Accelera il mercato delle moto, che nel mese di marzo fa registrare in Italia un incremento del 27,1%, rispetto allo stesso mese del 2018, con un totale di 25.083 veicoli immatricolati. Gli scooter, che l’anno scorso presentavano una perdita del -20,5%, nell’ultimo mese realizzano 12.593 unità pari al +29,8%, mentre le moto con 12.490 pezzi mostrano comunque una crescita del +24,5%. Ancora in flessione i veicoli 50cc, che hanno totalizzato 1.413 (-4,7%).
    “In un panorama dell’automotive in calo, le due ruote sono in controtendenza con un recupero significativo di volumi di vendita ritenuti più che soddisfacenti.

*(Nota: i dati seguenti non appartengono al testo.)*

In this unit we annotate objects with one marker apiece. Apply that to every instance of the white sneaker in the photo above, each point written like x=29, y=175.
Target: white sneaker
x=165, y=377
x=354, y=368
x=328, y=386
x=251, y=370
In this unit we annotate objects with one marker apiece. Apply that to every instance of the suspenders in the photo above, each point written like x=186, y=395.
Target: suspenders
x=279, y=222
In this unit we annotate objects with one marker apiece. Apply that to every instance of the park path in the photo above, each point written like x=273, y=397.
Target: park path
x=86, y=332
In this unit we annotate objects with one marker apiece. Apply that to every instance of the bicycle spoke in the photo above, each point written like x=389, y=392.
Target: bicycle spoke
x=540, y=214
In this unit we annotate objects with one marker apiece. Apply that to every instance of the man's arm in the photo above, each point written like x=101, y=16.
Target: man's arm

Speriamo che lo scenario economico generale, oggi incerto, possa volgere al meglio per contrastare le previsioni di stagnazione”, afferma Andrea Dell’Orto, presidente di Confindustria Ancma, l’Associazione Nazionale Ciclo Motociclo Accessori che rende noti i dati.
    “Seguiamo con interesse lo sviluppo delle motorizzazioni elettriche – aggiunge -, ma gli incentivi annunciati non sono ancora operativi a causa della mancanza del decreto attuativo.
    In teoria gli incentivi avrebbero dovuto scattare già all’inizio dell’anno, ma ora diventa urgente l’applicazione per andare incontro al picco di stagionalità, superando gli intoppi burocratici”.

L’analisi per cilindrata mostra un risultato eclatante per li scooter da 300 a 500cc con 11.491 pezzi e un incremento del +47,7%. Al secondo posto i 125cc con 9.434 unità pari al +17,2%. Stabili i 150-250cc, con 4.668 unità e un +0,3%. In lieve flessione sono solo i maxiscooter superiori a 500cc con 2.307 immatricolazioni pari ad un -3,7% rispetto all’anno scorso.

Il dettaglio delle cilindrate moto vede in cima alle preferenze i modelli superiori ai 1000cc con 7.598 unità pari al +6,5%; più dinamiche le moto tra 800 e 1.000 cc con 7.569 veicoli pari al +34%. Le medie cilindrate, da 650 fino a 750cc, con 3.863 moto mostrano un incremento pari al +13,6%. Le cilindrate tra 300 fino a 600cc con 4.618 unità ottengono un buon +14,5%; superiori alla media le 125cc con 2.641 moto pari al +18,9%; in flessione solo le 150 e 250cc con 669 vendite pari al -17,8%. La situazione dei segmenti vede la conferma al primo posto delle enduro stradali con 10.346 pezzi e un +20,8%; seguono le moto naked con 9.034 unità e un +10,2%. A distanza troviamo le moto da turismo con 3.715 pezzi e una crescita notevole del +30%; sostanzialmente stabili le custom con 1.410 moto pari al -0,5%. Lieve incremento per le sportive con 1.326 pezzi e un +6,7%; infine si segnalano le supermotard in ripresa con 731 moto e un +26%.